An Escape Room is an interactive game where your team is trapped in a room (or series of rooms) until you can solve a number of puzzles. Typical Escape Rooms have a time limit of around 60 minutes.
They may involve live actors, but often there are multimedia elements, as well as lighting & sound effects and a vast array of props which act as clues (or containers for clues).
They have a great deal in common with immersive theatrical experiences, and are wildly popular world-wide. Rather than just a room full of puzzles to solve, the best (and most engaging) escape rooms have a strong story element, which helps to explain and justify the puzzles. 

Designing an Escape Room

  • What is the story / environment?
  • Clues should make sense within the story / environment / style of the room. 

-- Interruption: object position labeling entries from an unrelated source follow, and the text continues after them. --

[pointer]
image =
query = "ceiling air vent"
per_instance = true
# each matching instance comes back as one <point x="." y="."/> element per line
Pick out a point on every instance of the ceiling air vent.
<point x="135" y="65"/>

  • Frustration is inevitable, but that should not be caused by bad design. Ensure clues are not deliberately obscure. Everyone should be able to solve them, without needing specific knowledge. 
  • Puzzles should be revealed in order, and should make sense within the story / environment. 
  • Each element should have a usage which is clear when the puzzle is solved, and should not just be a case of random luck (e.g. try the key in a number of locks until you find the one that works). 
  • The puzzle / elements in the room should be able to withstand reasonable abuse by players. 
  • Ensure safety is built-in. If there’s a problem in the room, the players must be able to alert someone, who should be paying attention throughout their game. 
  • Have a clear plan for resetting the room correctly between games, and ensure that anything that could be broken is available as a spare (and is costed into the business model) OR that it’s securely fixed and cannot be moved.